Die alte Dame erhob sich und rief ihr Hündchen: »Semirka, Semirka, komm! Geh wenigstens du mit mir!«
Das widerliche alte Schoßhündchen Semirka dachte gar nicht daran zu folgen, sondern kroch unter den Diwan, auf dem Lisa saß.
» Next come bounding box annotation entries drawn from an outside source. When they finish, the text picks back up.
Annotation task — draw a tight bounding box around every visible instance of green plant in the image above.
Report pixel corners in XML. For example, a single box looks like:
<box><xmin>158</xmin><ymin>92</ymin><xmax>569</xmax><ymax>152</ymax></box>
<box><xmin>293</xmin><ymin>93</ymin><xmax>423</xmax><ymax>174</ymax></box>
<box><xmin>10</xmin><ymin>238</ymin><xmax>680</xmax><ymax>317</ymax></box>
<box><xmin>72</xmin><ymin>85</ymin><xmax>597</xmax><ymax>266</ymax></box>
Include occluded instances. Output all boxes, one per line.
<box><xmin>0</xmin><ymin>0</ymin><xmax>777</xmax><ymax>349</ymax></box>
»Du magst nicht? Dann mag ich dich auch nicht. Leben Sie wohl, mein Bester, Ihren Namen und Vatersnamen kenne ich nicht«, wandte sie sich an mich.
»Anton Lawrentjewitsch …«
»Ganz gleich, bei mir geht’s zum einen Ohr rein und zum andern wieder raus. Sie brauchen mich nicht zu begleiten, Mawrikij Nikolajewitsch, ich habe nur Semirka gerufen. Gott sei Dank, ich kann ja noch allein gehen, und morgen fahre ich spazieren.«
Und sie verließ verärgert den Salon.
»Anton Lawrentjewitsch, Sie können sich inzwischen mit Mawrikij Nikolajewitsch unterhalten, ich versichere Ihnen, daß es für Sie beide ein Gewinn sein wird, wenn Sie sich näher kennenlernen«, sagte Lisa und lächelte freundschaftlich Mawrikij Nikolajewitsch zu, den ihr Blick förmlich aufleuchten ließ. Ich blieb, um mich wohl oder übel mit Mawrikij Nikolajewitsch zu unterhalten.
II
DAS Anliegen, das Lisaweta Nikolajewna an Schatow hatte, erwies sich zu meinem Erstaunen tatsächlich als ein rein literarisches. Ich weiß nicht, warum, aber ich hatte fest geglaubt, daß sie ihn wegen etwas anderem hätte rufen lassen. Wir, das heißt ich und Mawrikij Nikolajewitsch, merkten bald, daß man vor uns nicht heimlich tat und daß man sich laut, ohne die Stimmen zu senken, unterhielt, und wir hörten zu; dann wurden wir um unseren Rat gefragt. Es ging darum, daß Lisaweta Nikolajewna schon seit langem beabsichtigte, ein ihrer Meinung nach nützliches Buch herauszugeben und, unerfahren wie sie war, dringend einen Mitarbeiter suchte. Der Ernst, mit dem sie sich anschickte, Schatow ihren Plan zu unterbreiten, setzte sogar mich in Erstaunen. “Eine von den Neuen offenbar”, dachte ich, “sie ist nicht umsonst in der Schweiz gewesen.” Schatow hörte aufmerksam zu, starrte zu Boden und schien sich nicht im geringsten darüber zu wundern, daß eine zerstreuungssüchtige junge Dame aus diesen Gesellschaftskreisen sich an solche dem Anschein nach unpassende Dinge wagte.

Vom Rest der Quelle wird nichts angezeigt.